Now, non-unique is what we’d have to go here. You also have the ability to do unique which would be a horrible idea for a postal code and then full text. Now full text is what you would do if you were building a search engine kind of feature here. I don’t think that that’s going to be an issue just the regular. All the defaults are perfectly fine. And then you can click Create and it will generate an index for you.

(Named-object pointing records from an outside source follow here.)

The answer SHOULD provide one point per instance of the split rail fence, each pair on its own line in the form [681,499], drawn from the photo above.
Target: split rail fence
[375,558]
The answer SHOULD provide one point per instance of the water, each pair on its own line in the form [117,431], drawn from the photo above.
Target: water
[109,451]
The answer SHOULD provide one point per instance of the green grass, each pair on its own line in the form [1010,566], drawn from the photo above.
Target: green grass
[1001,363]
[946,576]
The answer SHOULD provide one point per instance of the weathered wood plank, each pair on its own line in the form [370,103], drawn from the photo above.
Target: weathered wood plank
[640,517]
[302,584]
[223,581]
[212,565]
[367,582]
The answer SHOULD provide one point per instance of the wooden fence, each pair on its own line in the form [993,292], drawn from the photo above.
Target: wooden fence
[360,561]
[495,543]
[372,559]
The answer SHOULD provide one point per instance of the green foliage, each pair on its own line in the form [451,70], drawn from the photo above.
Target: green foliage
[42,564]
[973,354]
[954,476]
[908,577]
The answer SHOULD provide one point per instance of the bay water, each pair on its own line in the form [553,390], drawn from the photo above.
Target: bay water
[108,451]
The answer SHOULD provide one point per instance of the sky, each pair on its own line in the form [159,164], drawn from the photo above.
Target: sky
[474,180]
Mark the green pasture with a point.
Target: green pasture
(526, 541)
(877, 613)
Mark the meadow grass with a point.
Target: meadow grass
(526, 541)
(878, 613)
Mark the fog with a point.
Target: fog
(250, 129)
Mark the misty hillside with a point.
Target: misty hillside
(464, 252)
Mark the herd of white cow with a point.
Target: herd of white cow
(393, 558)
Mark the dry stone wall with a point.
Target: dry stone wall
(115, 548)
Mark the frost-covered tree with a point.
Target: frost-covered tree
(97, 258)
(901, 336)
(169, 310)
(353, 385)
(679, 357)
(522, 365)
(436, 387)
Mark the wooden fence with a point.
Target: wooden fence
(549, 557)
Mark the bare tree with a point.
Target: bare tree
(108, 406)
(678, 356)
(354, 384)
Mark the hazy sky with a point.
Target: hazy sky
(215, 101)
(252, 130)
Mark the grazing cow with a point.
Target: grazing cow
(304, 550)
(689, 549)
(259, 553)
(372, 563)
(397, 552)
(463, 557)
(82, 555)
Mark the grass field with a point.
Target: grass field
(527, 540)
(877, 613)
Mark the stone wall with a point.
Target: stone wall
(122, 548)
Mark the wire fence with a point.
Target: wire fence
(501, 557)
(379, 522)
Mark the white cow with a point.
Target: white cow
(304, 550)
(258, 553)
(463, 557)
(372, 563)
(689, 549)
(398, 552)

Now, this is one of the very first questions I get whenever I am teaching about indexes is “If indexes make it so much faster to be able to query data. Why wouldn’t we just want to index every single one of the columns?” And that if you’ve never worked with indexes that’s a perfectly normal question to ask. And the reason why you would not want to do that is because for every index you have every time that you make an insert or an update what happens is not only does it update the table it also has to go and then update every single one of the indexes you have.
So for just a few indexes on a table that’s not an issue but if say you had five columns and you went and you had to update all five of those columns that could lead to very slow right speed. If you’re updating a column if you’re adding a row or updating a row or adding a new one then you’re going to maybe run into some latency whenever you’re performing those type of tasks. The rule of thumb is whenever you want to have or whenever you have a column that gets searched very often. For example a postal code or some type of search index like an e-mail address or something like that. Those can be good for indexing obviously all your primary keys and your foreign keys. You want to index those regularly. And so that is you know that’s kind of the common pattern and a good rule of thumb.
Now that is the process by which you would create one. And so I hope this has been a good kind of walkthrough on indexes and how you can generate them why they’re important when to use them when not to use them and how you can have a high-level view of what they are in databases.